An Endothelium-Derived Hyperpolarizing Factor Distinct from NO and Prostacyclin Is a Major Endothelium-Dependent Vasodilator in Resistance Vessels of Wild-Type and Endothelial NO Synthase Knockout Mice

In addition to nitric oxide (NO) and prostacyclin (PGI2), the endothelium generates the endothelium-derived hyperpolarizing factor (EDHF). We set out to determine whether an EDHF-like response can be detected in wild-type (WT) and endothelial NO synthase knockout mice (eNOS -/-) mice. Vasodilator responses to endothelum-dependent agonists were determined in vivo and in vitro. In vivo, bradykinin induced a pronounced, dose-dependent decrease in mean arterial pressure (MAP) which did not differ between WT and eNOS -/- mice and was unaffected by treatment with Nω-nitro-L-arginine methyl ester and diclofenac.
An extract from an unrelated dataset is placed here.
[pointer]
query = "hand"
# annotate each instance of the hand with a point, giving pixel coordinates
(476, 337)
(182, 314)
In the saline-perfused hindlimb of WT and eNOS -/- mice, marked Nω-nitro-L-arginine (L-NA, 300 μ mol/liter)- and diclofenac-insensitive vasodilations in response to both bradykinin and acetylcholine (ACh) were observed, which were more pronounced than the agonist-induced vasodilation in the hindlimb of WT in the absence of L-NA. This endothelium-dependent, NO/PGI2-independent vasodilatation was sensitive to KCl(40 mM) and to the combination of apamin and charybdotoxin. Gap junction inhibitors (18α -glycyrrhetinic acid, octanol, heptanol) and CB-1 cannabinoid-receptor agonists (Δ9-tetrahydrocannabinol, HU210) impaired EDHF-mediated vasodilation, whereas inhibition of cytochrome P450 enzymes, soluble guanylyl cyclase, or adenosine receptors had no effect on EDHF-mediated responses. These results demonstrate that in murine resistance vessels the predominant agonist-induced endothelium-dependent vasodilation in vivo and in vitro is not mediated by NO, PGI2, or a cytochrome P450 metabolite, but by an EDHF-like principle that requires functional gap junctions.